Critical records, such as business communications, financial statements and medical images, are increasingly being stored in electronic form, which makes them relatively easy to clandestinely destroy and modify. Ensuring that records are not only readily accessible and accurate, but also credible and irrefutable, is particularly imperative given recent legal and regulatory trends. The
US alone currently more than 10,000 such regulations (e.g. Sarbanes-Oxley Act, SEC Rule 17a-3/4, HIPPA, DOD 5015.2). The
key focus of many of these regulations is to ensure that records are trustworthy.

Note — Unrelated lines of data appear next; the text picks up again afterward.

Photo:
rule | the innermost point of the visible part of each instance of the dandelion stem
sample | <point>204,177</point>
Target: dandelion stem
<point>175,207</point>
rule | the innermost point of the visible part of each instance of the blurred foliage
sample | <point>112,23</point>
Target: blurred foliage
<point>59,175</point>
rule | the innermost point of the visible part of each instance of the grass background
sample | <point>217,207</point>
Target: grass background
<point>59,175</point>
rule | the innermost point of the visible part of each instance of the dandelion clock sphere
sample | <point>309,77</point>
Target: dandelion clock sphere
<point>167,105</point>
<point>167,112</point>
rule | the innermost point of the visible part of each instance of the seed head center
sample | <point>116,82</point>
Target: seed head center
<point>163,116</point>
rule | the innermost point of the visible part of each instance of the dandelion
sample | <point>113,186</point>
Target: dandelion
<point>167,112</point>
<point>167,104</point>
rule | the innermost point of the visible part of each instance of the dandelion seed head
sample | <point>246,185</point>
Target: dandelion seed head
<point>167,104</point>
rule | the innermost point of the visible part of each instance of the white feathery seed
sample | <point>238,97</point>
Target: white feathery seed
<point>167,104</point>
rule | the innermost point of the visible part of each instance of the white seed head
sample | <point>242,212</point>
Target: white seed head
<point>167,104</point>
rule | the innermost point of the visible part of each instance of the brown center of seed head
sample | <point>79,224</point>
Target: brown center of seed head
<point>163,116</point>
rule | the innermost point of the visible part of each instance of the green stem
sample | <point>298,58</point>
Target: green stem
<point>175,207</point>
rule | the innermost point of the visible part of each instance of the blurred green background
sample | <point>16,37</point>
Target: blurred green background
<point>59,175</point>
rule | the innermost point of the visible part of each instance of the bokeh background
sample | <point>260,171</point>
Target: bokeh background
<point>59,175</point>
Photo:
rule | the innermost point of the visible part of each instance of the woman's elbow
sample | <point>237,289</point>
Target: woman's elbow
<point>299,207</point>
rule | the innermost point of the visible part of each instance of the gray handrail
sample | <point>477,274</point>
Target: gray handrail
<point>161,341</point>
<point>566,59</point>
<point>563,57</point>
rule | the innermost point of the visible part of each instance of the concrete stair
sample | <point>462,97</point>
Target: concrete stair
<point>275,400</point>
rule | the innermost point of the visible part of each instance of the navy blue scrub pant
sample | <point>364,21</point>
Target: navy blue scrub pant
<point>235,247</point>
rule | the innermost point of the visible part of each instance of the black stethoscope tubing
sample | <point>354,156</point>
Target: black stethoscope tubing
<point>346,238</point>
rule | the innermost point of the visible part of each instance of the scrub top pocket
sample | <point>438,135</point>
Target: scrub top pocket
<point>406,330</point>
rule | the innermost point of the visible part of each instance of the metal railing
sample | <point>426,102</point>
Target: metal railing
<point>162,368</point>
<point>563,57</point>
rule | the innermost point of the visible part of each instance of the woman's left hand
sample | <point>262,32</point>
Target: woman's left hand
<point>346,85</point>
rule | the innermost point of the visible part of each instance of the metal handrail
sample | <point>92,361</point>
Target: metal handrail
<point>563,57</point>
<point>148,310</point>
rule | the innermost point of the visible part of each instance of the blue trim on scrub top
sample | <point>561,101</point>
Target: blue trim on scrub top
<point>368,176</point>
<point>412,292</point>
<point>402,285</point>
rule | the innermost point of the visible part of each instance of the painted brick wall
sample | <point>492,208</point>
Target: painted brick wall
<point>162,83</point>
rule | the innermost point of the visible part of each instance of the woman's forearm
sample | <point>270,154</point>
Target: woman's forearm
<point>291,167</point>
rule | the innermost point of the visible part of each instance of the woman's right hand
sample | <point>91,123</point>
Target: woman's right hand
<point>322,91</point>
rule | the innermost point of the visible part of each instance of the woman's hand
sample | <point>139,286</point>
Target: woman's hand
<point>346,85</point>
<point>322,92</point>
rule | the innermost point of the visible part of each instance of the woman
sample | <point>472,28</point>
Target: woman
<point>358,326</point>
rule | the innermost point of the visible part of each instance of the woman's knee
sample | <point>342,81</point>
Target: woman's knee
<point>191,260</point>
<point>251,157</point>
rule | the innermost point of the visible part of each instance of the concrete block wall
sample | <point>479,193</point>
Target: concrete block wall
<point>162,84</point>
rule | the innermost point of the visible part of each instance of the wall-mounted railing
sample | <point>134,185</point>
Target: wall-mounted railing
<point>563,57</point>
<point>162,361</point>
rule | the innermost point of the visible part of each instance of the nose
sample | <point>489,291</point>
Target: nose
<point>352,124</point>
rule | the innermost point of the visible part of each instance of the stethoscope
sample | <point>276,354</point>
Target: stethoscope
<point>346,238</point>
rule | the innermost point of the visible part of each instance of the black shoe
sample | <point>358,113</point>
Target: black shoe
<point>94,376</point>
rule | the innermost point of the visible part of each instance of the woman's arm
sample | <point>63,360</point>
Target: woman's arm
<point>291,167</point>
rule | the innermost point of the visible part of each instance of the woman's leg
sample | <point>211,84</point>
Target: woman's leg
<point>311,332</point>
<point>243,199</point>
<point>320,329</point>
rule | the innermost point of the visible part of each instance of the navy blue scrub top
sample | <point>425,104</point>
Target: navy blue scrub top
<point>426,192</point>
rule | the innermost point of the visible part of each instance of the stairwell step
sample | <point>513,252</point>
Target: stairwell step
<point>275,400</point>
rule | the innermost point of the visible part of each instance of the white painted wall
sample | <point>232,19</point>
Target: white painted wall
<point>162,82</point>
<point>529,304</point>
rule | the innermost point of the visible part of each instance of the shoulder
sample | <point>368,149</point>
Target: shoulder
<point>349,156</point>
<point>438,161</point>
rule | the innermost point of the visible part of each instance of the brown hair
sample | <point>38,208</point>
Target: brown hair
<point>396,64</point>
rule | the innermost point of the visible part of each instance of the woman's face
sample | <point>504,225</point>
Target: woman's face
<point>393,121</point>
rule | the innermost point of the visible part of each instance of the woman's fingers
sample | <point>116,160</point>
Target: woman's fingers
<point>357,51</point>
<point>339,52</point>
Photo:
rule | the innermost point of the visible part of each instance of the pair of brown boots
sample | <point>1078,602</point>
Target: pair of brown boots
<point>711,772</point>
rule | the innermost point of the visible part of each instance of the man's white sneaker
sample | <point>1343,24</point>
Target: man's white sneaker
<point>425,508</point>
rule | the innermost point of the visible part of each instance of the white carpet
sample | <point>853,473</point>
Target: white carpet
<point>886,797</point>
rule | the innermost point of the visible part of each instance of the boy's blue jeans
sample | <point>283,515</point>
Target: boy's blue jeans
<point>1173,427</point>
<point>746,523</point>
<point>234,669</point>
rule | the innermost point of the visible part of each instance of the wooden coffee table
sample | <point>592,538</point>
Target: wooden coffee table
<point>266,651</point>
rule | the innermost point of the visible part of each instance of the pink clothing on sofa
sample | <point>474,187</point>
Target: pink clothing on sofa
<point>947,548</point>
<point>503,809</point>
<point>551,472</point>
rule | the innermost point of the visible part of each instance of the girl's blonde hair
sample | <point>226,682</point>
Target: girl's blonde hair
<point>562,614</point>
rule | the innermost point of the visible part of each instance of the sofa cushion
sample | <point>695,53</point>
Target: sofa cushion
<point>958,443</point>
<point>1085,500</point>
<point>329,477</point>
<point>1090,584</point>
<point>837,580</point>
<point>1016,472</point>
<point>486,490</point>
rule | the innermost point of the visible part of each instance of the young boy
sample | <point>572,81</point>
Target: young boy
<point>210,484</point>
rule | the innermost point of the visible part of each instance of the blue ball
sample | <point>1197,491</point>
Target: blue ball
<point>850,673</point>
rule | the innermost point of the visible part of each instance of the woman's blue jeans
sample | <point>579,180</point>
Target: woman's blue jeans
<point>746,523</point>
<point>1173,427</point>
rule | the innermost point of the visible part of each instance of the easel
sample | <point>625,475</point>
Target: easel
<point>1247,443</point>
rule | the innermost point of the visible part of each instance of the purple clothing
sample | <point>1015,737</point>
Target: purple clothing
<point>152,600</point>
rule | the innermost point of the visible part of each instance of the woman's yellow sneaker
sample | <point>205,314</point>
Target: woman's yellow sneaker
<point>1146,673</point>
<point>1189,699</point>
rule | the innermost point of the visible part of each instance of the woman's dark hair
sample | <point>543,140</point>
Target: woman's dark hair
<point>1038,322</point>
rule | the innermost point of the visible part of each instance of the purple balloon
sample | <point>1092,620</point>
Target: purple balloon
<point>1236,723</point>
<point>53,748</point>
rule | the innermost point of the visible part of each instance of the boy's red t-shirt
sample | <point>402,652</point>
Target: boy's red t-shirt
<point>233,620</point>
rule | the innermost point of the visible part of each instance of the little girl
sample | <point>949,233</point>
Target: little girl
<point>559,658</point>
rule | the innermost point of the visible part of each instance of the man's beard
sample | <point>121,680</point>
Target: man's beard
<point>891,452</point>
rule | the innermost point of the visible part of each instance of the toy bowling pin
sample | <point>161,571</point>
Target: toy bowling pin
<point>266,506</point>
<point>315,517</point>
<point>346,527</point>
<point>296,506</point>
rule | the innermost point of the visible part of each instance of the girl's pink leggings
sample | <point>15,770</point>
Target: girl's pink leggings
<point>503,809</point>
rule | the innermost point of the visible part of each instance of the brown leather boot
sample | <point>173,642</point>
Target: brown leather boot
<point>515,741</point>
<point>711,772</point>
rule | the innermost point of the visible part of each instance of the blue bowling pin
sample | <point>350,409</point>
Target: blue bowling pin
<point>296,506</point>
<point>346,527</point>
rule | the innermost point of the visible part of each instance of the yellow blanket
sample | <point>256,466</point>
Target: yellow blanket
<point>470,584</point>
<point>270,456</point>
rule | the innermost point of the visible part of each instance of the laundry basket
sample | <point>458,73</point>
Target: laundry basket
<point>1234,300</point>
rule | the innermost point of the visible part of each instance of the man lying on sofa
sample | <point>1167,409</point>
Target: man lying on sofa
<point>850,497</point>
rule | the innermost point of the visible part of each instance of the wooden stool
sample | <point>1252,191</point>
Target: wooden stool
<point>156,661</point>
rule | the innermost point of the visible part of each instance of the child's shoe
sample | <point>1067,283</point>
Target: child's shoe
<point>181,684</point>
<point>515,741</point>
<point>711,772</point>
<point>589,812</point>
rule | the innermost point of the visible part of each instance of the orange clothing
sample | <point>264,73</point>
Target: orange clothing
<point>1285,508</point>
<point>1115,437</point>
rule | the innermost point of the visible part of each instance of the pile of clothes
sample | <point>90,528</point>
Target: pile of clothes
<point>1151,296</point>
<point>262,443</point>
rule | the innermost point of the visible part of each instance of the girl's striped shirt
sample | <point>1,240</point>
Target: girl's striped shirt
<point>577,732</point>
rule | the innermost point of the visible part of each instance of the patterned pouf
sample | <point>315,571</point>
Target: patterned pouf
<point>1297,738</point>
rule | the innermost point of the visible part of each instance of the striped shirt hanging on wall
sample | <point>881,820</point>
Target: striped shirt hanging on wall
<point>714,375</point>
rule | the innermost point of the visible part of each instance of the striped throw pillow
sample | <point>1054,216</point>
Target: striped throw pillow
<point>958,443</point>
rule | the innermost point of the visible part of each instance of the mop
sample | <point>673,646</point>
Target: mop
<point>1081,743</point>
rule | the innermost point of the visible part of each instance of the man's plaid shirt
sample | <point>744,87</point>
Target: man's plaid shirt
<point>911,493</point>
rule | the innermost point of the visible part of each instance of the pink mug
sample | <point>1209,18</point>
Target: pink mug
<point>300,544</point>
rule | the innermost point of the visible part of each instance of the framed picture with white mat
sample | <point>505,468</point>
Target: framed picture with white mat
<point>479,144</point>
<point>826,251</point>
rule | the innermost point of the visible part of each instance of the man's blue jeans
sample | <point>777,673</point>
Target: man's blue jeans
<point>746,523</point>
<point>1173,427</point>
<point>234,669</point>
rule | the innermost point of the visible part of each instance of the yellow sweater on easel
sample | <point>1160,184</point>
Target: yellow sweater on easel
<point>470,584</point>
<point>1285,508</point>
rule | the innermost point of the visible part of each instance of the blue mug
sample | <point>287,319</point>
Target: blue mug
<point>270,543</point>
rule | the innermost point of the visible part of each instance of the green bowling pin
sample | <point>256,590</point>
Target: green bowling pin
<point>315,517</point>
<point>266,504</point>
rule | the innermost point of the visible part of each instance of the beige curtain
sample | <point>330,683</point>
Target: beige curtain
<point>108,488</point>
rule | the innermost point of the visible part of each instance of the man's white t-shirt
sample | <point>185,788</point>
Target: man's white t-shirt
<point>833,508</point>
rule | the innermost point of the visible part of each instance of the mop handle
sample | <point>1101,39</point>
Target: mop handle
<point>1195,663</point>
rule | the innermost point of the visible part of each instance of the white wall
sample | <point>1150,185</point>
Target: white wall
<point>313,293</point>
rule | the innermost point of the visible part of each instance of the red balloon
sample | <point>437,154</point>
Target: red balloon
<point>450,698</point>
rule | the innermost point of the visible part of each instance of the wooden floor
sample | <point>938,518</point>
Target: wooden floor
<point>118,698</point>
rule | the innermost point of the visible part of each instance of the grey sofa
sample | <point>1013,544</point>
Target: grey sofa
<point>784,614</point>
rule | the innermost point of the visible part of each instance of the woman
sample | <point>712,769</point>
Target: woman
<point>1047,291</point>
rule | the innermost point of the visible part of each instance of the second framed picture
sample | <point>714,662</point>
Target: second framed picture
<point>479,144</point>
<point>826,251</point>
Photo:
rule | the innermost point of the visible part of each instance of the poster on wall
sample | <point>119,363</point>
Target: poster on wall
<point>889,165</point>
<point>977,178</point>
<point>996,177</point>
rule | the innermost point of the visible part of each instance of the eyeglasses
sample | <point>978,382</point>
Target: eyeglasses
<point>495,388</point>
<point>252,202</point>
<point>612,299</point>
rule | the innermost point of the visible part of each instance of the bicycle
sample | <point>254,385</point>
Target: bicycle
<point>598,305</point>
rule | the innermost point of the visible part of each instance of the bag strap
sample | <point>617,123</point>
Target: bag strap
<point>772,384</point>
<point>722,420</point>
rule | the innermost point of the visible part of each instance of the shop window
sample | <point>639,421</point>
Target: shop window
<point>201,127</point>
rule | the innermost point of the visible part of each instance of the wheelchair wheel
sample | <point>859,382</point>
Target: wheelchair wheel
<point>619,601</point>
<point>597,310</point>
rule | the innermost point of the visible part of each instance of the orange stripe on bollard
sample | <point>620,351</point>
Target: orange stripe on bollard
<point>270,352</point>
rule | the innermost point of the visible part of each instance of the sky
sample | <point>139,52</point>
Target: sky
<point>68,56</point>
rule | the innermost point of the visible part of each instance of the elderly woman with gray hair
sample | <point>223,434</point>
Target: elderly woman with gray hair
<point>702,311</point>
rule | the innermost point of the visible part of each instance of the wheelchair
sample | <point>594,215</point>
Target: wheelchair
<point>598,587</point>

Given the extremely high stakes that could be involved in tampering with the records, the threat of intentional and inside attacks is very real. Under this threat model, the current practice of maintaining records in Write Once Read Many (WORM) storage is increasingly inadequate to ensure that the records are trustworthy, i.e. able to provide solid proof and accurate details of past events. For example, with the large volume of records and short query response time typical today, the records have to be indexed, but traditional indexing methods allow records, even those stored in WORM storage, to be effectively (logically) altered and deleted by an insider adversary. Moreover, many records have long retention periods, requiring them to be periodically migrated to new storage systems, which makes them vulnerable. The aim of this project is to develop a holistic approach to electronic record-keeping.